Les mystères de Montréal/2/02

Compagnie d’imprimerie Désaulniers, imprimeurs-éditeurs (p. 220-237).

CHAPITRE II

le No 38 rue sanguinet


La maison qui porte le No 38 rue Sanguinet est en brique et d’assez belle apparence. Elle est la dernière d’un bloc comprenant quatre logements. Sur la porte d’entrée est une plaque en marbre avec l’inscription :

Pension privée

Inutile de lire cette inscription peur savoir que c’est là une maison de pension. Il suffit d’y voir entrer les gens à toute heure du jour et de la nuit.

Dans le quartier cette maison a bon nom. Elle est tenue par un couple assez vieux et sans enfants, qui prend des pensionnaires à l’année, au mois ou à la semaine.

Là établissent leurs quartiers des étudiants ou d’autres personnes que leurs occupations retiennent à Montréal. Souvent aussi un touriste, venu pour quelque temps dans la métropole et fatigué du brouhaha qui se rencontre ordinairement dans les hôtels, loge à la maison dont nous parlons.

Cinq minutes après la conversation à laquelle nous avons assisté sur le quai Bonsecours, une voiture déboucha sur la rue Sanguinet et s’arrêta devant le No 38. De Topez en descendit. Il paya le cocher qui partit en fouettant sa bête, tandis que le nouvel arrivé se dirigeait vers la porte d’entrée.

Distrait sans doute il tira sur la sonnette contre la coutume des habitués de la maison. Mais avant qu’on ouvrît, le petit homme maigre poussa dans la porte et monta à sa chambre au second étage.

— Cette damnée perruque, fit-il en entrant, j’ai failli la perdre et elle a failli me perdre !

Puis il enleva sa perruque qu’il jeta sur le chiffonnier. Il apparut alors un tout autre homme.

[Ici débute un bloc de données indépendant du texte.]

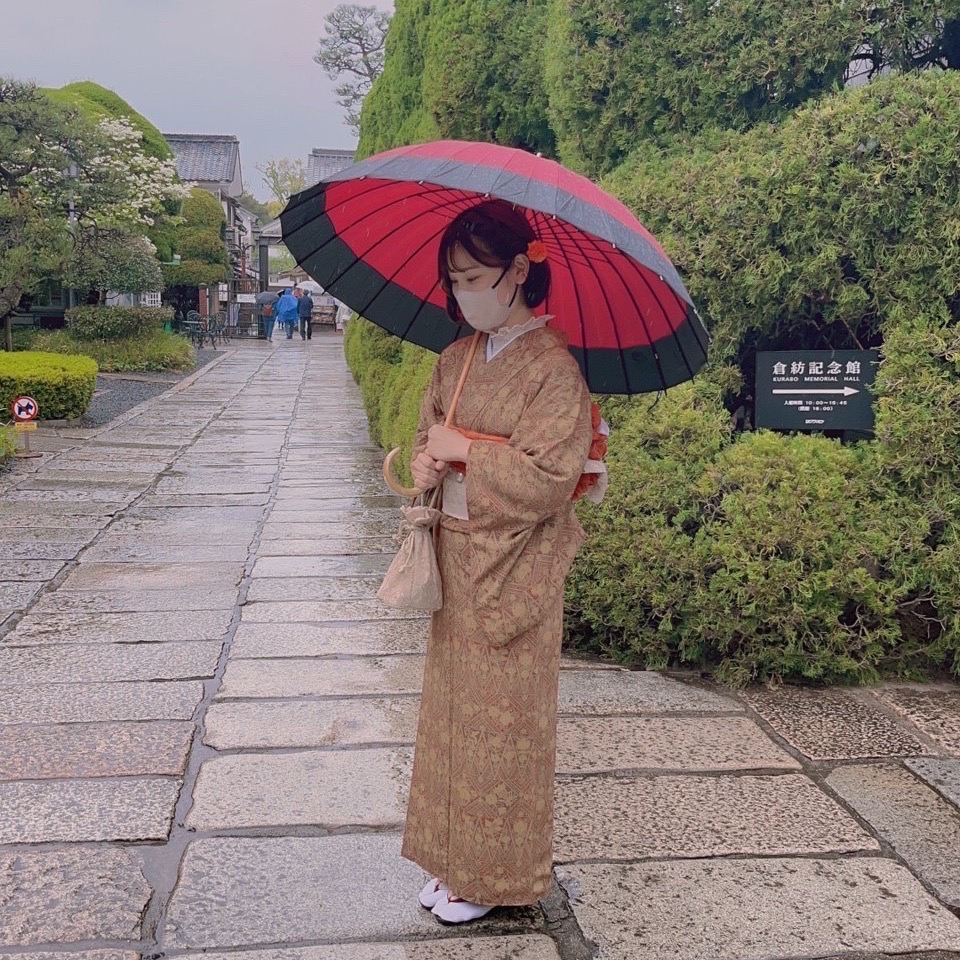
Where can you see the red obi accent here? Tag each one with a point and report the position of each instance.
(598, 450)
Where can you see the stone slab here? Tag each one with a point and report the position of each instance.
(604, 692)
(755, 909)
(93, 702)
(152, 576)
(12, 551)
(329, 547)
(130, 627)
(257, 640)
(371, 565)
(238, 891)
(275, 529)
(181, 551)
(319, 611)
(318, 723)
(265, 679)
(78, 955)
(137, 601)
(99, 494)
(533, 947)
(79, 811)
(59, 530)
(298, 502)
(279, 589)
(693, 816)
(221, 483)
(330, 789)
(15, 595)
(934, 710)
(73, 894)
(942, 775)
(600, 744)
(228, 522)
(52, 751)
(65, 514)
(207, 499)
(139, 661)
(345, 518)
(24, 570)
(918, 823)
(834, 724)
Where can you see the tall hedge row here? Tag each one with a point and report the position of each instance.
(761, 555)
(462, 69)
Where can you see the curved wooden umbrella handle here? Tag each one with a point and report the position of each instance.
(392, 482)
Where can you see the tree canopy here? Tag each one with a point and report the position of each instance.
(465, 70)
(353, 48)
(203, 256)
(283, 177)
(69, 189)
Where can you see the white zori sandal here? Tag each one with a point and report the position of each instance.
(432, 893)
(450, 909)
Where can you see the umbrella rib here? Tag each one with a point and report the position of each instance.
(380, 239)
(552, 223)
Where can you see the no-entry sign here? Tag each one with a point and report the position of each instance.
(24, 409)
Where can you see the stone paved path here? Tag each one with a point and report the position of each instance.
(206, 722)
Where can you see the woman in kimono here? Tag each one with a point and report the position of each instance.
(480, 816)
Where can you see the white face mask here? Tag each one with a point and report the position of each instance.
(483, 310)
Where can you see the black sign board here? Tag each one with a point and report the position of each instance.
(815, 389)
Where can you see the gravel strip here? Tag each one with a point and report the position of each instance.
(116, 393)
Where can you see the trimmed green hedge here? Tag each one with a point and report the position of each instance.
(758, 555)
(116, 323)
(392, 376)
(62, 386)
(153, 352)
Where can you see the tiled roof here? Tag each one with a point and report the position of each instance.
(323, 163)
(206, 157)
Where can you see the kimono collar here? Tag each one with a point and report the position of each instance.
(498, 341)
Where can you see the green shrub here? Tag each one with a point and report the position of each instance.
(115, 323)
(821, 232)
(62, 386)
(157, 351)
(772, 557)
(392, 376)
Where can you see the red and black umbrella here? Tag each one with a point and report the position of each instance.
(370, 235)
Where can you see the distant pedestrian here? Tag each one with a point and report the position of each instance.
(305, 311)
(266, 308)
(286, 311)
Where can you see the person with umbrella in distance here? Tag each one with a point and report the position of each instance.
(566, 293)
(286, 311)
(508, 535)
(266, 308)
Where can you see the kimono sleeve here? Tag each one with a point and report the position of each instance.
(431, 412)
(531, 478)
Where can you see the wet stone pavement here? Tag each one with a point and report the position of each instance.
(207, 720)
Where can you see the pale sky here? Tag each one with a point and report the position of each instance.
(241, 67)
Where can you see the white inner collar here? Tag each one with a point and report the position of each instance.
(500, 339)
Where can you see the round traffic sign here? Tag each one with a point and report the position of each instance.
(24, 408)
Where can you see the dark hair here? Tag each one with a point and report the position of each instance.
(493, 232)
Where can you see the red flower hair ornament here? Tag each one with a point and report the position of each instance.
(536, 251)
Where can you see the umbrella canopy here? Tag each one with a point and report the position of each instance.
(371, 232)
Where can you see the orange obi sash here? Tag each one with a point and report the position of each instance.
(598, 450)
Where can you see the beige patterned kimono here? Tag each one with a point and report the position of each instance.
(480, 815)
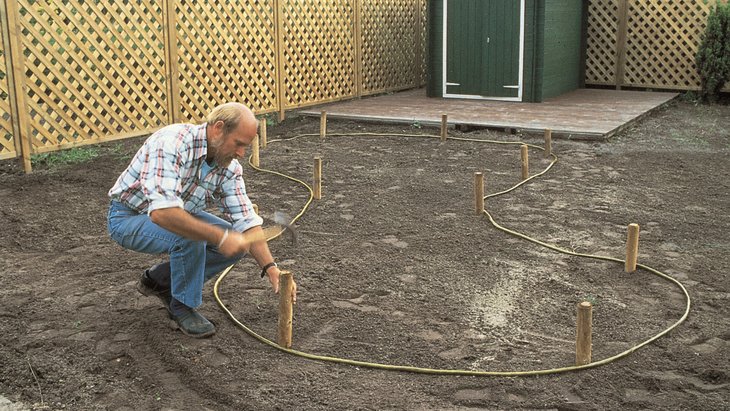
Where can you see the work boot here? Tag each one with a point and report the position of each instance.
(190, 321)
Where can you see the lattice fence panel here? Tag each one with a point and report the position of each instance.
(391, 45)
(226, 52)
(423, 45)
(319, 51)
(7, 143)
(662, 41)
(93, 68)
(601, 42)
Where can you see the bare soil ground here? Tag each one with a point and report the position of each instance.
(394, 267)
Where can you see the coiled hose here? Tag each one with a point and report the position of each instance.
(496, 225)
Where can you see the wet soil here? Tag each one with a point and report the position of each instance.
(394, 266)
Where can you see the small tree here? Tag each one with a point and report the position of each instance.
(713, 55)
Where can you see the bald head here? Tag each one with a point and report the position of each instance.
(232, 115)
(231, 129)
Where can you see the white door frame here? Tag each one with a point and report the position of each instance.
(520, 84)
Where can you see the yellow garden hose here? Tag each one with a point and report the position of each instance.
(496, 225)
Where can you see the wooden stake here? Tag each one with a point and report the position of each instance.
(262, 133)
(583, 339)
(317, 178)
(444, 126)
(323, 125)
(285, 308)
(479, 192)
(632, 248)
(255, 151)
(525, 162)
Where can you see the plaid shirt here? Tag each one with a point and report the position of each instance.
(167, 172)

Au bruit qu’il fit dans la chambre, un pensionnaire couché sur un canapé, la figure contre le mur se retourna.

Cet individu était le type parfait de l’alcoolisé. L’histoire de sa vie était écrite sur son nez d’un rouge écarlate, dans ses yeux vitreux et cernés et sur sa physionomie abrutie. Il avait dû s’adonner beaucoup à la débauche. Les phrénologistes vous l’auraient dit en examinant la conformation de son crâne, qui sans être tout à fait pointu, avait la forme d’un cône, ayant le sommet à la partie supérieure de la cervelle.

Ce pensionnaire se leva sur son séant et dit au nouvel arrivant :

— Nous avons fait un coup de maître !

Le petit homme maigre répondit en souriant :

— La police est sur les dents ; les gares et les quais sont surveillés ; on télégraphie partout.

— Ah ! ah ! moi qui ai demandé le chemin à un constable !

— Sans les papiers de ce señor Carvalho de Topez, on me filait.

— Vous avez trouvé moyen de les montrer ?

— Ah oui ! Mais tiens, j’ai bien crains quand je t’ai jeté le portefeuille de ce gros papa Mc Lean… Imagine-toi que j’ai fait une scène dans l’hôtel et si ce n’eut été de cette damnée perruque qui ne tient pas je me serais pris avec le détective.

— Et moi j’ai voulu me prendre avec le caissier de la banque de Montréal, parce qu’il m’a demandé qui j’étais ; je lui ai répondu qu’il m’insultait et qu’il m’en rendrait compte devant les directeurs de la banque.

— Écoute, Jos, il faut laisser la ville au plus tôt, tu le sais comme moi. Les limiers de Montréal sont fins et si nous restons ici, nous serons pris, toi surtout. Je t’ai trouvé une bonne occasion de sortir de la ville ; non seulement tu y trouveras ton salut, mais tu me rendras un grand service : tu acquitteras ta dette de reconnaissance envers moi.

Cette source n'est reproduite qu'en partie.